Menurut Bambang, sikap KPK yang hati-hati tersebut memang membuat kesan lambatnya proses penetapan seseorang jadi tersangka. Namun, Bambang yakin dalam kasus suap pemilihan DGS BI ini pemberi suap akan terseret juga.
"Proses ini kan kita bisa tahu, dari Agus Condro terus ke empat orang anggota dewan terus sekarang 26 orang. Dan ini akan terus bergerak, jadi nggak perlu buru-buru," jelas Bambang.
Seperti diketahui, 26 politisi dan mantan politisi kini menjadi tersangka dalam kasus suap ini.

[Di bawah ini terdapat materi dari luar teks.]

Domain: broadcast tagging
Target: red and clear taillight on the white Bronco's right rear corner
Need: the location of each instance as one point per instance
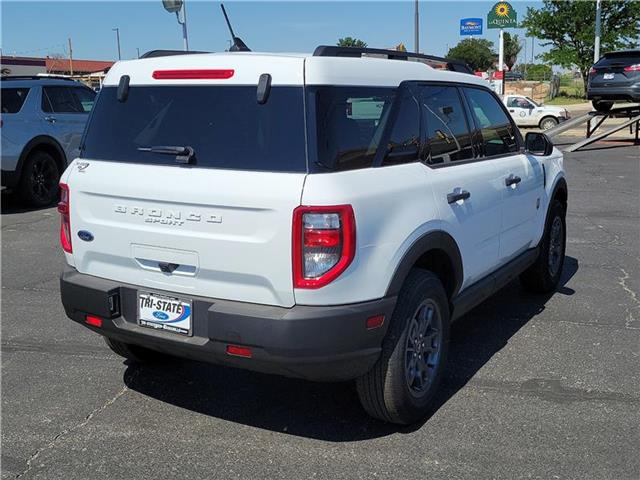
(324, 244)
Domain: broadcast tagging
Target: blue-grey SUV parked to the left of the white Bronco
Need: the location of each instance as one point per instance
(43, 119)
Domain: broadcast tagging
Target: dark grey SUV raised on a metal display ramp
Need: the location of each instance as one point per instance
(615, 77)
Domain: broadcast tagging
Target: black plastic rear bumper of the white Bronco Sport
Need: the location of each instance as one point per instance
(316, 343)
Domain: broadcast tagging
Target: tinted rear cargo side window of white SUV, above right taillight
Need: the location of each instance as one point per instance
(348, 124)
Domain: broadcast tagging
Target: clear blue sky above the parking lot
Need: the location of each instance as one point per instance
(38, 28)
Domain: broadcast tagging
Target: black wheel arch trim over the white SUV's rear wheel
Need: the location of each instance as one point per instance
(435, 240)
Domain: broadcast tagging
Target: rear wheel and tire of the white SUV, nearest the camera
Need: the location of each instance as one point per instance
(386, 391)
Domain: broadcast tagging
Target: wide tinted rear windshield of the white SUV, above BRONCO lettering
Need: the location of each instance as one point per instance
(225, 126)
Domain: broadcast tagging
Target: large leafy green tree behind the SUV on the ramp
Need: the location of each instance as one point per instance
(569, 28)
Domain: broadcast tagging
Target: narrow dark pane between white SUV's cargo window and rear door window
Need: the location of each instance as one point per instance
(404, 141)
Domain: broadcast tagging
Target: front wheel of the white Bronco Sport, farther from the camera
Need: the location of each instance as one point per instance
(543, 276)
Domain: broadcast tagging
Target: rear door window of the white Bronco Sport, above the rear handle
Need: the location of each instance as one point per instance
(446, 125)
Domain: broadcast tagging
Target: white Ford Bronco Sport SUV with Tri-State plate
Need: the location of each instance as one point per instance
(315, 216)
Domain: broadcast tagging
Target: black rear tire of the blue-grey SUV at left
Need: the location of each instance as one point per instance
(39, 180)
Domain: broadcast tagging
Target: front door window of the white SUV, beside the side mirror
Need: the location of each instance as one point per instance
(498, 135)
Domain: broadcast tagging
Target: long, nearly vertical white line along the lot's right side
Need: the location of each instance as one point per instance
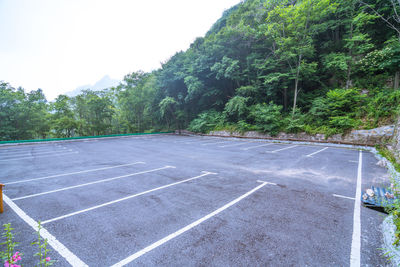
(355, 255)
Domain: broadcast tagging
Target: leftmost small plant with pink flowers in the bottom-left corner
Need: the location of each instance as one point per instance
(9, 257)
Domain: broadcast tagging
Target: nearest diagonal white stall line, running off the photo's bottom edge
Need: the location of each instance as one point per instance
(184, 229)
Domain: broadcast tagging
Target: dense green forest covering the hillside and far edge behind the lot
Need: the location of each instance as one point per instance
(315, 66)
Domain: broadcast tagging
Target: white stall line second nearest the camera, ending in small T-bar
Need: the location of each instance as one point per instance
(126, 198)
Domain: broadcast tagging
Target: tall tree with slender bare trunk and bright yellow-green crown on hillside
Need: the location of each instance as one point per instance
(292, 26)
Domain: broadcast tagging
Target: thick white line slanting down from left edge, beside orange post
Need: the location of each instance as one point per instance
(57, 245)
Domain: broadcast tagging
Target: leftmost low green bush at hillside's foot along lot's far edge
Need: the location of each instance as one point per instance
(206, 121)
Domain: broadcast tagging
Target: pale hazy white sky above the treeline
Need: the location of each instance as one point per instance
(58, 45)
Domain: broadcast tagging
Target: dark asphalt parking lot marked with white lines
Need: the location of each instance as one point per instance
(175, 200)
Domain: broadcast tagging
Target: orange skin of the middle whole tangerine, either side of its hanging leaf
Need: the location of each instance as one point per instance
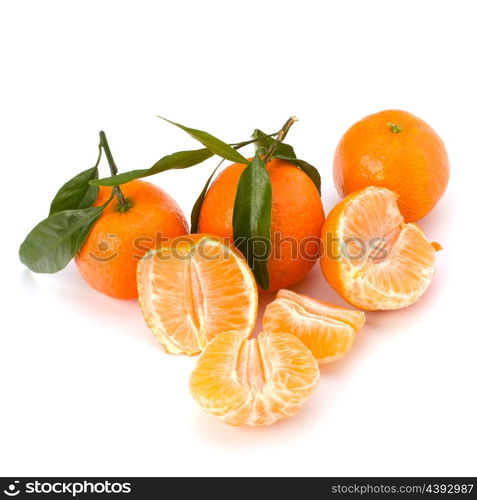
(297, 213)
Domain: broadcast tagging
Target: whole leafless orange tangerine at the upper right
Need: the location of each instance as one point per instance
(413, 162)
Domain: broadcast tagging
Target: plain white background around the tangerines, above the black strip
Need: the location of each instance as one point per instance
(85, 388)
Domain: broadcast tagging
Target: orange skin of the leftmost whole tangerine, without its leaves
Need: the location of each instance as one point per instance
(108, 258)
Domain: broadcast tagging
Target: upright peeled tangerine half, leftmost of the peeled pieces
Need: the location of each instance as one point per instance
(194, 287)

Mereka menerima uang Rp 500 juta- Rp 1,5 miliar terkait terpilihnya Miranda sebagai DGS BI pada 2004 lalu.
Dalam kesaksian di persidangan atas sejumlah terpidana yakni Endin AJ Soefihara, Hamka Yandhu, Dudhi Makmun Murod dan beberapa lainnya, diketahui uang diberikan oleh asisten istri mantan Wakapolri Adang Darajatun, Nunun Nurbaeti.
Namun, saat KPK melakukan pemeriksaan pada Nunun, yang bersangkutan beralasan sakit lupa berat. Hingga kini istri politisi PKS itu menjalani perawatan di RS Mount Elizabeth Singapura.